薬物療法では、血栓(血の塊)ができないようにするための「抗血小板薬」、心臓の酸素消費量を減らすことで負担を軽減させる「β遮断薬」、冠動脈を広げる「カルシウム拮抗薬」などを使います。
また、薬物療法と並行して、生活習慣の見直しが必要です。生活習慣を見直すことで、薬の効果がさらに高まることが期待できます。
手術
薬物療法をおこなっても検査結果が悪化したり、症状があらわれ始めたりした場合は、冠動脈の血流を改善するための手術が必要になることもあります。手術は主に「カテーテル治療(PCI」)と「冠動脈バイパス術(CABG)」があります。

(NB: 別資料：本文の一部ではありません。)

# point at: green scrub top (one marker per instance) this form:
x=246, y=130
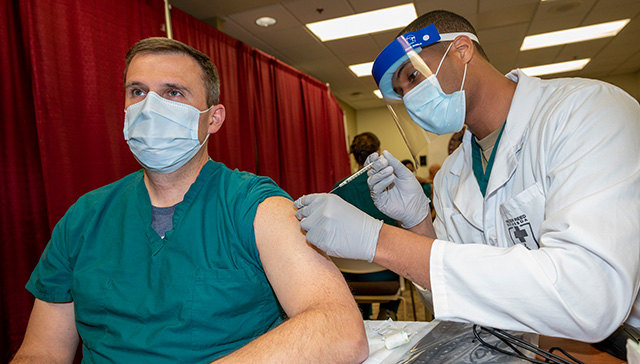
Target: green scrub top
x=357, y=193
x=192, y=297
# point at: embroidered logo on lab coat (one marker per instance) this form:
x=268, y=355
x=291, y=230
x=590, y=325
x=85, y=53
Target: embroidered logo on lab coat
x=520, y=232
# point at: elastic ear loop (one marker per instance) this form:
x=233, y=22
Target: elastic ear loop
x=464, y=75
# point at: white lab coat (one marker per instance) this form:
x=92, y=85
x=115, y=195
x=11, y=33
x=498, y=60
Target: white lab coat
x=554, y=247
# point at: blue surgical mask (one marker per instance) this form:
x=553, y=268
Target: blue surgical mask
x=162, y=134
x=432, y=109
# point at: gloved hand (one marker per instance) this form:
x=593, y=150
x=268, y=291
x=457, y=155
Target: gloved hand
x=337, y=227
x=396, y=191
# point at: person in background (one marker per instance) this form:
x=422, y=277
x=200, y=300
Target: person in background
x=185, y=261
x=357, y=193
x=538, y=210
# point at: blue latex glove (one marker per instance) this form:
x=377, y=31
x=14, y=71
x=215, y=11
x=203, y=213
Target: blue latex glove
x=396, y=191
x=337, y=227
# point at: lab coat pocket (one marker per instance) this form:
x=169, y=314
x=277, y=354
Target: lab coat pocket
x=228, y=308
x=522, y=216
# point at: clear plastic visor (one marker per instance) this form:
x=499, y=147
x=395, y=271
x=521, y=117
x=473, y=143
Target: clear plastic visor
x=400, y=68
x=410, y=72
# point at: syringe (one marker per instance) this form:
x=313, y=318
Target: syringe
x=353, y=176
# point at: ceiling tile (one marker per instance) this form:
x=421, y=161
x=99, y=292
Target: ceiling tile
x=309, y=11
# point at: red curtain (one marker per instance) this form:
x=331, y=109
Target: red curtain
x=61, y=73
x=280, y=123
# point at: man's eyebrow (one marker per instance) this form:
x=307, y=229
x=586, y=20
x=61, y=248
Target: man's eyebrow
x=133, y=83
x=177, y=86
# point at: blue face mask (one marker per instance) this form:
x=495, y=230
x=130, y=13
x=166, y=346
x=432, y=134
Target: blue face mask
x=162, y=134
x=432, y=109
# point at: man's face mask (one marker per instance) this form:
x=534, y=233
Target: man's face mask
x=425, y=109
x=162, y=134
x=432, y=109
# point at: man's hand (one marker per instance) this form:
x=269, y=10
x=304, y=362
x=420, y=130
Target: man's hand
x=337, y=227
x=396, y=191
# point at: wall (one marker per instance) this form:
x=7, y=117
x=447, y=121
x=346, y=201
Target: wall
x=380, y=122
x=630, y=82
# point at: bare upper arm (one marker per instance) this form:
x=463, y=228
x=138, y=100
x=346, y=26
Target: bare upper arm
x=301, y=277
x=51, y=333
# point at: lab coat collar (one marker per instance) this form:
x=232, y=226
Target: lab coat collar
x=525, y=100
x=467, y=196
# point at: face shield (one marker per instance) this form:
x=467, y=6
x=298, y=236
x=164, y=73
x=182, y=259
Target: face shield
x=411, y=90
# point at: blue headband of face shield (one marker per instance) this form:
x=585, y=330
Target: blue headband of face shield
x=393, y=55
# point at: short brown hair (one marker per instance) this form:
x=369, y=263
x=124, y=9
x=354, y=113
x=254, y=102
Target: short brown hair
x=363, y=145
x=445, y=22
x=160, y=45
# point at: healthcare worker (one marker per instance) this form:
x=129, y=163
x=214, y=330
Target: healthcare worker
x=538, y=211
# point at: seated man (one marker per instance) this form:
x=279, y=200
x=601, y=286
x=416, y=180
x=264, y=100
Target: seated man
x=185, y=261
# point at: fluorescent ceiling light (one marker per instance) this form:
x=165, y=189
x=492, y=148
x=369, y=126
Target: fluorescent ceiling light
x=362, y=69
x=573, y=35
x=364, y=23
x=556, y=67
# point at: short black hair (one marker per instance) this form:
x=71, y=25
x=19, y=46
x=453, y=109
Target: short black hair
x=363, y=145
x=445, y=22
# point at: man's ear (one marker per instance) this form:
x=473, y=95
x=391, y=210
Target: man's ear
x=464, y=48
x=218, y=114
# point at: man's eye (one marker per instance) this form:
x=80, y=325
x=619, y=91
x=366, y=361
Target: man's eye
x=413, y=75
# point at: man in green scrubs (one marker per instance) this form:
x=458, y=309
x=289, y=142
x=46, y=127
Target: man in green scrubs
x=185, y=261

カテーテル治療では手首や肘、足の付け根の動脈からカテーテルを挿入して、血管を広げるためのバルーン拡張術や、ステントと呼ばれる器具を使って血管の狭くなった部分を広げる手術がおこなわれることがあります。この手術は局所麻酔でおこなわれ身体への負担が比較的少なく、1時間前後の治療時間で済むことが多いのが特徴です。早期に日常生活に復帰できるメリットがあります。
冠動脈バイパス術では、自身の胸や胸などの動脈、もしくは足の静脈を使います。狭くなった冠動脈の先端を縫合し、新たな経路を作ることで血流がいき渡るようにします。この手術は全身麻酔下でおこなわれ、術後は一定期間の入院と経過観察が必要です。

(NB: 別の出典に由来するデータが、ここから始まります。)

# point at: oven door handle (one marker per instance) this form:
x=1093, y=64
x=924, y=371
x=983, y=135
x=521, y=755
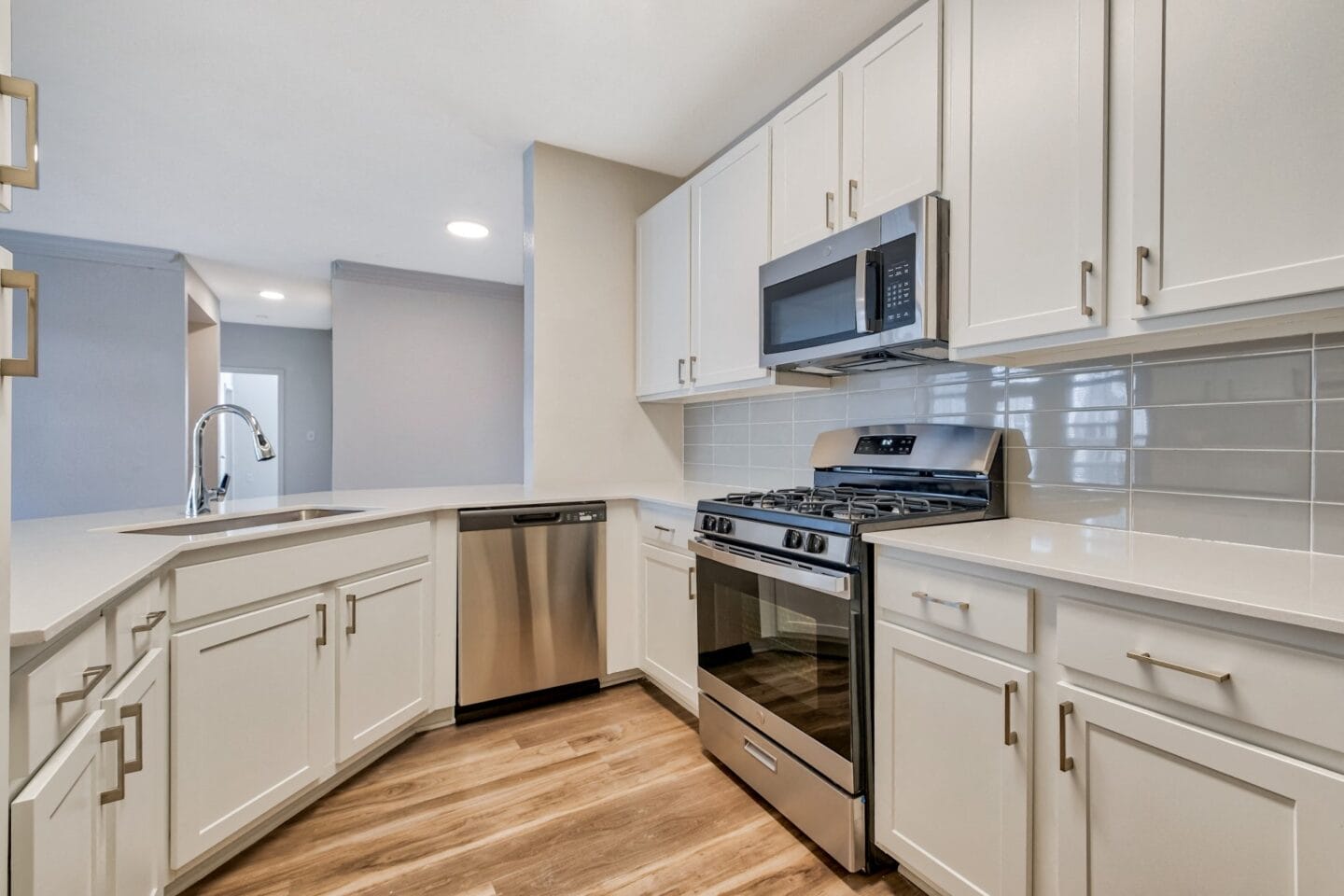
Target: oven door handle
x=834, y=584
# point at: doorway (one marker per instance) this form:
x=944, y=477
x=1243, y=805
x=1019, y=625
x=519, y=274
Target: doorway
x=261, y=392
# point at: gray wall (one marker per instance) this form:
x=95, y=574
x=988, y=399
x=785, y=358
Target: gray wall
x=427, y=379
x=104, y=425
x=1231, y=443
x=304, y=357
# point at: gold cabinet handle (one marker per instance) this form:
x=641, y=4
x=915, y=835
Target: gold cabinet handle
x=119, y=734
x=1147, y=658
x=1140, y=256
x=137, y=712
x=91, y=676
x=1086, y=269
x=1066, y=762
x=1010, y=735
x=151, y=621
x=945, y=602
x=26, y=280
x=26, y=91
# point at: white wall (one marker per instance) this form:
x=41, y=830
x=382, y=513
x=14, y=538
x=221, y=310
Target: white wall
x=581, y=419
x=427, y=379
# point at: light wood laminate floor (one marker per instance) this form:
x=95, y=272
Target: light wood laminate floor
x=608, y=794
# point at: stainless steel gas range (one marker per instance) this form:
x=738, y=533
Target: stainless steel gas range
x=785, y=613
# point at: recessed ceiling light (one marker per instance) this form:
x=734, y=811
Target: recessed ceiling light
x=468, y=229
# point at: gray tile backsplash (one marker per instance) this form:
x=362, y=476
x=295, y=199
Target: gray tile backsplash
x=1234, y=442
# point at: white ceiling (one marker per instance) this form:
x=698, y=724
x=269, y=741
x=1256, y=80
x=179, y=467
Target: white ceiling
x=278, y=136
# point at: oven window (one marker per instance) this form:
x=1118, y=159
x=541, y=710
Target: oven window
x=811, y=309
x=781, y=645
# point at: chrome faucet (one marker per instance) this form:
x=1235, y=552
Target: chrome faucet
x=199, y=496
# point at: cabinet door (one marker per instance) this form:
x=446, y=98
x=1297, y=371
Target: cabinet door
x=730, y=239
x=805, y=168
x=1026, y=167
x=55, y=822
x=666, y=581
x=252, y=718
x=385, y=630
x=952, y=746
x=892, y=113
x=1154, y=805
x=137, y=856
x=1238, y=128
x=663, y=293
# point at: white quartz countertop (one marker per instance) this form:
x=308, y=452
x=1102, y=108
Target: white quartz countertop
x=1267, y=583
x=64, y=568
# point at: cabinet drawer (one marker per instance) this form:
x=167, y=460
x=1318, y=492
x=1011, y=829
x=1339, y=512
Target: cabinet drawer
x=1269, y=685
x=986, y=609
x=665, y=526
x=134, y=624
x=77, y=675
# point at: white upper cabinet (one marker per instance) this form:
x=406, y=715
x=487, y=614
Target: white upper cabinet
x=730, y=239
x=663, y=277
x=1238, y=136
x=1026, y=171
x=805, y=168
x=892, y=112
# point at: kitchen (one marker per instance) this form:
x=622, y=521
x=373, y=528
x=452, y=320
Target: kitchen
x=907, y=461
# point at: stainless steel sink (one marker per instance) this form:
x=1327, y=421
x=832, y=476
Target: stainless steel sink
x=234, y=522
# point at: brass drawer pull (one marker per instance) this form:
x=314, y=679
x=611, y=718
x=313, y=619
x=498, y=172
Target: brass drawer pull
x=119, y=734
x=24, y=280
x=26, y=91
x=1175, y=666
x=945, y=602
x=91, y=676
x=1010, y=735
x=151, y=621
x=1066, y=762
x=137, y=712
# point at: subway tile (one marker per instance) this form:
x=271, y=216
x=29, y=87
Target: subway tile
x=1329, y=426
x=1283, y=476
x=1070, y=391
x=732, y=412
x=1258, y=378
x=1227, y=349
x=772, y=434
x=973, y=397
x=1108, y=427
x=1329, y=373
x=1328, y=528
x=1069, y=467
x=1329, y=476
x=1068, y=504
x=1277, y=525
x=699, y=414
x=892, y=406
x=1264, y=425
x=820, y=407
x=772, y=412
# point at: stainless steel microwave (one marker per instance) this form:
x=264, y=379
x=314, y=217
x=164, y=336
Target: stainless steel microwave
x=871, y=297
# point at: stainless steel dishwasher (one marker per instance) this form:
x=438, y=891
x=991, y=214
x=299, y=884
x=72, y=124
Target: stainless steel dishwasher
x=528, y=598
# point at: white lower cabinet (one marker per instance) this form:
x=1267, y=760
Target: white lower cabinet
x=953, y=777
x=669, y=654
x=253, y=700
x=386, y=637
x=1154, y=805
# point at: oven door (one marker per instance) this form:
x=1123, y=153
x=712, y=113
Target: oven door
x=777, y=648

いずれの治療後も、再発を防ぐために継続的な生活習慣の改善と定期的な検査が重要です。
無症候性心筋虚血になりやすい人・予防の方法
無症候性心筋虚血になりやすい人は、高血圧、糖尿病、脂質異常症などの基礎疾患を持つ方です。また、喫煙習慣や運動不足もリスクを高めます。
予防には、まず生活習慣を見直すことが重要です。バランスの取れた食事を心がけ、適度な運動をおこないます。特に、ウォーキングや軽いジョギングなど、日常的に無理なく続けられる運動が効果的です。
ただし、運動をおこなうことで体に負担がかかる可能性もあるため、特にさまざまな持病がある方は主治医に相談しながら進めることが重要です。定期的に健康診断を受けることで、早期発見と早期治療が可能になります。